(Minghui.org) Pandemi Covid-19 telah berkecamuk di seluruh dunia sejak pertama kali merebak pada akhir 2019. Meskipun berbagai langkah telah dilakukan untuk memerangi penyakit ini, kasus-kasus baru terus bertambah, bahkan setelah banyak orang telah divaksinasi dan dibooster untuk melawan virus. Varian baru seperti Omicron tampaknya menghindari perlindungan vaksin dan terus menginfeksi orang.

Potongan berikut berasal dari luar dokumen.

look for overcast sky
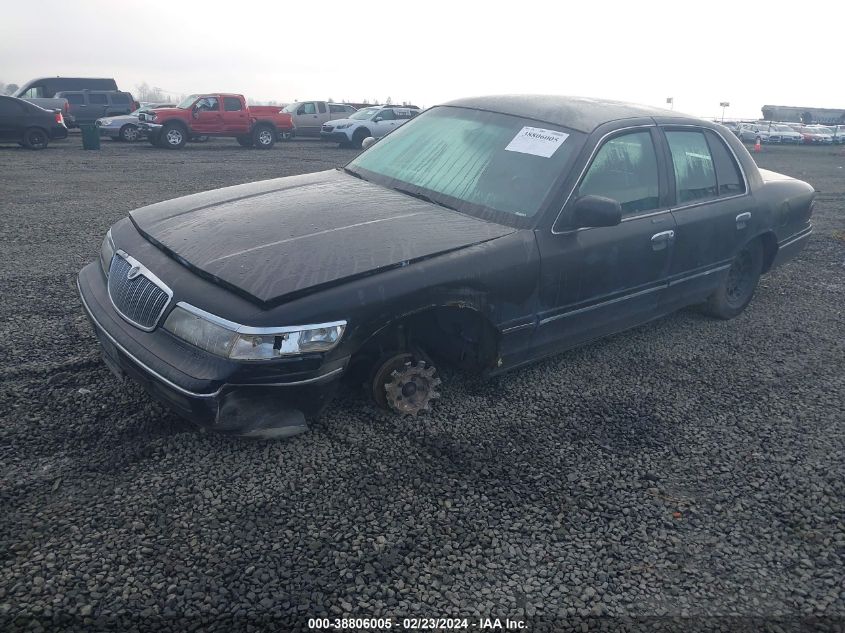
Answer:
[0,0,845,118]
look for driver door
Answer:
[536,125,675,348]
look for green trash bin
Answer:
[79,123,100,149]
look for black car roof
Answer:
[443,95,680,132]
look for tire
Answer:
[352,128,370,149]
[252,125,276,149]
[159,123,188,149]
[23,127,50,149]
[118,125,141,143]
[704,240,763,320]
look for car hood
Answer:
[130,170,515,304]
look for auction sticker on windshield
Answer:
[505,127,569,158]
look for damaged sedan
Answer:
[78,96,815,437]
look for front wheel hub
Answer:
[373,354,441,417]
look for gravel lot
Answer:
[0,137,845,630]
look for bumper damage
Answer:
[77,263,348,438]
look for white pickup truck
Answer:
[282,101,357,137]
[320,105,420,149]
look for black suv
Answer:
[0,97,67,149]
[56,90,139,124]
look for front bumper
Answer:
[320,130,351,143]
[77,262,348,437]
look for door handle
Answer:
[651,231,675,251]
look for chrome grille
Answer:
[109,253,173,332]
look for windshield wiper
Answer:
[343,167,367,180]
[391,187,457,211]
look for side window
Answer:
[704,130,745,196]
[196,97,220,112]
[666,130,719,203]
[0,98,23,116]
[577,131,660,215]
[223,97,241,112]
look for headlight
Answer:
[100,229,114,277]
[164,303,346,360]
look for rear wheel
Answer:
[120,125,141,143]
[704,240,763,319]
[23,127,49,149]
[161,123,188,149]
[252,125,276,149]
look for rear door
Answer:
[61,92,88,123]
[662,126,755,305]
[0,97,25,141]
[86,92,109,121]
[191,95,223,134]
[221,96,249,134]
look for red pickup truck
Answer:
[138,93,293,149]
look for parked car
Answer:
[78,96,815,436]
[56,90,140,125]
[282,101,357,137]
[801,125,833,145]
[737,123,769,143]
[0,97,67,149]
[138,93,293,149]
[771,123,802,144]
[14,77,117,127]
[320,106,420,148]
[94,103,176,143]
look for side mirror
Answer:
[572,196,622,229]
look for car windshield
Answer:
[349,108,381,120]
[347,106,584,226]
[176,95,199,110]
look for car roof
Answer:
[442,95,680,133]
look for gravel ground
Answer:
[0,137,845,630]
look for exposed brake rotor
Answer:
[384,360,440,417]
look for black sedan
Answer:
[0,97,67,149]
[78,96,815,436]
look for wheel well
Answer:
[758,233,778,273]
[353,305,499,372]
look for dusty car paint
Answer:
[79,97,814,432]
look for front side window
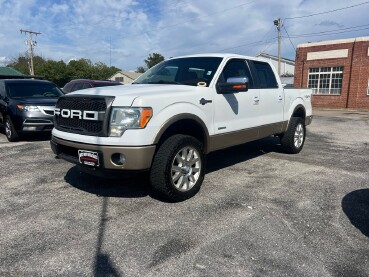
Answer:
[133,57,222,86]
[253,61,278,89]
[218,60,253,88]
[308,66,343,95]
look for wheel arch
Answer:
[154,114,209,153]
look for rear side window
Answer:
[253,61,278,88]
[0,82,6,97]
[63,83,73,92]
[72,83,85,91]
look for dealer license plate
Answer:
[78,150,100,167]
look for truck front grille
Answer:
[54,95,115,137]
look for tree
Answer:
[145,53,165,68]
[37,60,70,87]
[7,55,45,75]
[136,53,165,73]
[136,66,146,73]
[7,55,120,87]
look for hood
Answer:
[64,84,201,106]
[12,97,58,106]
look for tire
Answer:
[4,116,19,142]
[150,135,206,202]
[281,117,306,154]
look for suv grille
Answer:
[54,95,115,137]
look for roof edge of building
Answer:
[297,37,369,48]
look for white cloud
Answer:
[0,0,369,69]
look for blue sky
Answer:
[0,0,369,70]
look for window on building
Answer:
[308,66,343,95]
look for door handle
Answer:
[200,98,213,105]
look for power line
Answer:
[284,1,369,20]
[283,25,296,51]
[289,24,369,38]
[20,29,41,75]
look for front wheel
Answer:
[150,135,205,201]
[5,116,19,142]
[281,117,306,154]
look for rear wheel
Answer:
[4,116,19,142]
[281,117,306,154]
[150,135,205,201]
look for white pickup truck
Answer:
[51,54,312,201]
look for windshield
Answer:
[7,82,63,98]
[133,57,222,86]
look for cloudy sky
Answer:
[0,0,369,70]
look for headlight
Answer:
[109,108,152,137]
[17,105,40,112]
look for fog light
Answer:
[23,127,37,131]
[111,153,126,165]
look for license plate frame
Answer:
[78,149,100,167]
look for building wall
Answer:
[294,38,369,108]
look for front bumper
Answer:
[50,136,156,170]
[12,106,54,132]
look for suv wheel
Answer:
[4,116,19,142]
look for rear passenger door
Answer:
[0,82,7,123]
[251,61,284,132]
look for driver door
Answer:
[214,59,260,136]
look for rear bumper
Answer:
[50,136,156,171]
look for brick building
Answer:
[294,37,369,108]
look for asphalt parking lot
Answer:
[0,110,369,276]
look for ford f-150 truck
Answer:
[51,54,312,201]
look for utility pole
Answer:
[20,29,41,75]
[274,18,282,76]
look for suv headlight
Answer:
[17,105,40,112]
[109,107,152,137]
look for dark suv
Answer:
[0,79,63,141]
[63,79,123,93]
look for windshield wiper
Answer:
[148,80,183,85]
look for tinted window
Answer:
[134,57,222,86]
[82,83,92,89]
[63,83,73,92]
[7,82,63,98]
[0,82,6,97]
[253,61,278,88]
[218,60,253,88]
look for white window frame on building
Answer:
[308,66,343,95]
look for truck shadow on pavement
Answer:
[342,189,369,237]
[64,138,281,277]
[64,137,282,198]
[206,137,284,173]
[64,166,150,198]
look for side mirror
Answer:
[217,77,249,94]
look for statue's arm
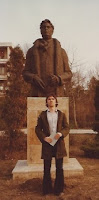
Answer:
[60,49,72,84]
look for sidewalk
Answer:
[0,129,97,136]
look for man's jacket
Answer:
[35,110,69,159]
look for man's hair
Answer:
[40,19,54,30]
[46,94,58,107]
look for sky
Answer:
[0,0,99,76]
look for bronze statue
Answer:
[23,19,72,97]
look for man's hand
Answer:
[33,74,45,91]
[54,133,62,140]
[44,137,52,144]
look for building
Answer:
[0,42,12,96]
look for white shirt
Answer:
[47,109,62,146]
[47,109,58,135]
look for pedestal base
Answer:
[12,158,83,180]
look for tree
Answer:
[93,80,99,135]
[2,46,29,148]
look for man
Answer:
[35,94,69,195]
[23,19,72,97]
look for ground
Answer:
[0,135,99,200]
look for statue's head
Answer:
[40,19,54,39]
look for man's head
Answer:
[40,19,54,39]
[46,94,58,107]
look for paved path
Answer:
[0,129,97,136]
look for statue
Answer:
[23,19,72,97]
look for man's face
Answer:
[47,96,56,108]
[41,22,53,39]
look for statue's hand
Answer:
[48,75,60,87]
[33,74,45,91]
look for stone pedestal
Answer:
[27,97,69,165]
[12,97,83,180]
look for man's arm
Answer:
[35,115,46,142]
[60,113,70,137]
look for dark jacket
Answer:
[35,110,69,159]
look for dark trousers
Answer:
[43,158,64,195]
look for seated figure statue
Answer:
[23,19,72,97]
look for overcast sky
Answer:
[0,0,99,75]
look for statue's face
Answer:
[41,22,53,39]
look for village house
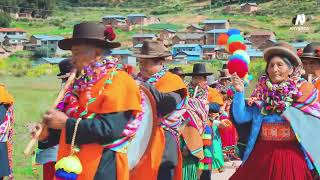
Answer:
[214,46,230,60]
[133,44,142,52]
[207,29,228,45]
[246,30,276,48]
[102,15,126,26]
[132,34,157,46]
[172,33,206,45]
[18,9,32,20]
[33,57,67,66]
[102,15,132,31]
[172,44,202,61]
[160,29,177,40]
[202,45,217,60]
[127,14,147,25]
[244,39,252,49]
[247,48,263,60]
[143,17,160,25]
[111,49,137,66]
[223,5,232,13]
[290,41,309,50]
[0,28,27,37]
[0,46,10,58]
[240,3,259,13]
[186,24,204,33]
[111,49,132,64]
[159,29,176,46]
[3,35,27,51]
[0,28,27,46]
[257,39,277,50]
[202,19,230,31]
[24,35,66,57]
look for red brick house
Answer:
[102,15,126,26]
[160,29,177,40]
[240,3,259,13]
[186,24,204,33]
[132,34,157,46]
[206,29,228,45]
[257,39,277,50]
[247,30,276,48]
[172,33,206,45]
[202,19,230,31]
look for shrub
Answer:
[26,64,59,77]
[6,60,31,77]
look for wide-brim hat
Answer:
[219,69,231,80]
[184,63,213,76]
[58,22,121,50]
[57,59,73,79]
[134,40,171,59]
[171,67,184,76]
[263,46,302,67]
[300,42,320,61]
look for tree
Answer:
[0,12,11,27]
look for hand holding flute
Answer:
[24,69,76,155]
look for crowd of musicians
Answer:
[0,22,320,180]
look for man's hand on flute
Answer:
[43,110,68,129]
[28,123,49,141]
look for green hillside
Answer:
[1,0,320,44]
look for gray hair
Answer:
[265,55,294,75]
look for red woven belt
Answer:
[260,123,296,141]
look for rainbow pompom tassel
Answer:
[55,155,82,180]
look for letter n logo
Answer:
[295,14,306,26]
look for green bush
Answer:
[0,59,8,76]
[26,64,59,77]
[0,12,11,27]
[6,60,31,77]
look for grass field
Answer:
[0,76,59,180]
[11,0,320,47]
[0,58,265,180]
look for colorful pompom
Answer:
[227,59,248,78]
[233,50,250,64]
[229,42,247,54]
[55,169,78,180]
[217,34,229,46]
[228,34,244,44]
[55,155,82,180]
[227,29,240,36]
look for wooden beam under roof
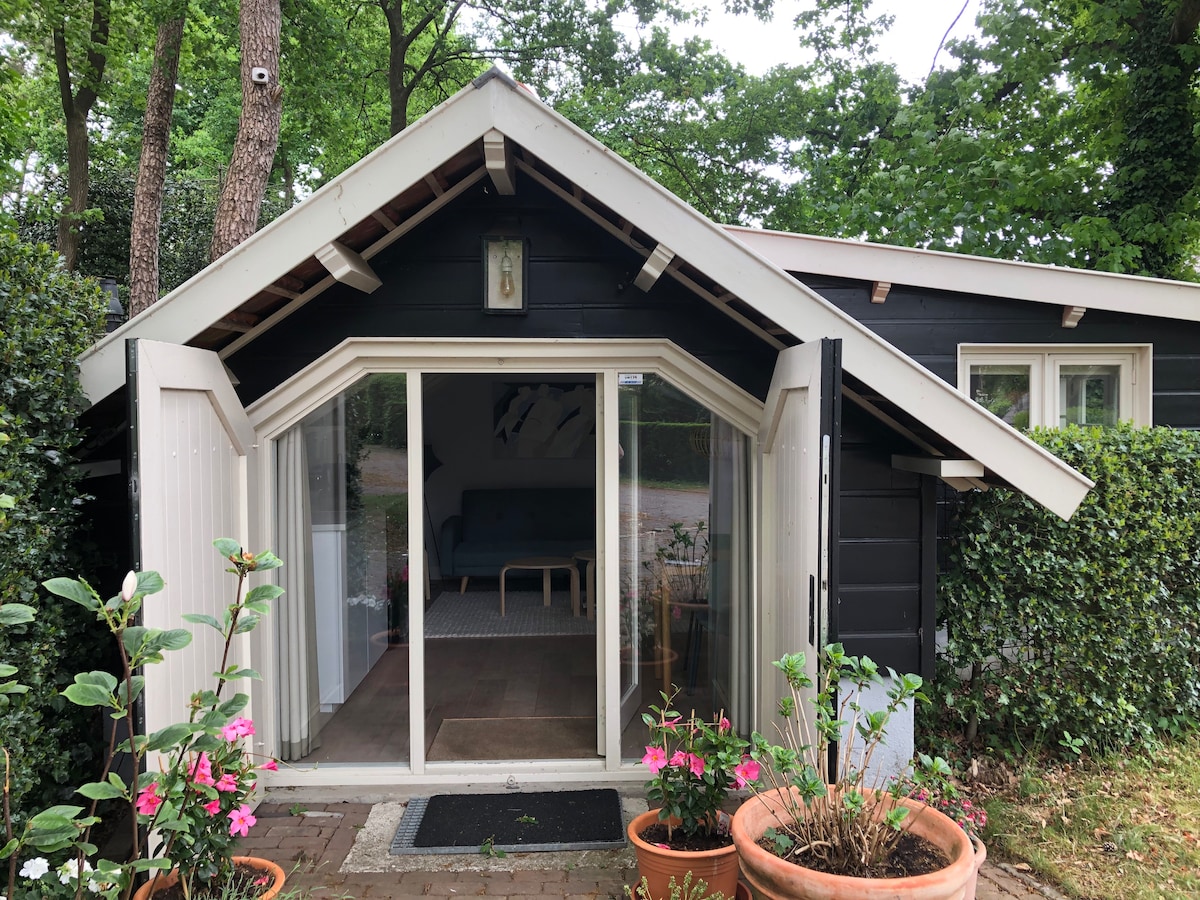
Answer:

Artikel ini bertujuan untuk membahas apakah solusi alternatif tersedia untuk mengendalikan pandemi.

(Lanjutan dari Bagian 1)

Efek pada Lansia dan Penduduk Berpenyakit Kritis

Ada yang mengatakan bahwa, meskipun vaksin COVID-19 memiliki efek terbatas pada varian baru, vaksin itu menurunkan risiko sakit parah dan mengurangi angka kematian. Akibatnya, banyak pemerintah telah memperluas vaksinasi untuk orang tua dan bahkan bayi.

Situs web CDC AS mengatakan bahwa "Orang Dewasa Berusia 65 Tahun dan Lebih Tua yang Sepenuhnya Divaksinasi 94% Lebih Kecil Kemungkinannya Dirawat di Rumah Sakit karena COVID-19." Tetapi situasi sebenarnya mungkin tidak sesederhana itu karena beberapa alasan.

Pertama, untuk menghindari bias dalam uji klinis, studi double-blind sering dilakukan di mana baik peserta maupun peneliti tidak mengetahui siapa yang menerima pengobatan aktif (seperti vaksinasi) atau plasebo. Namun, dengan COVID-19, sebagian besar data berasal dari populasi lansia yang dirawat di rumah sakit dan terinfeksi, dan sulit untuk mengesampingkan bias.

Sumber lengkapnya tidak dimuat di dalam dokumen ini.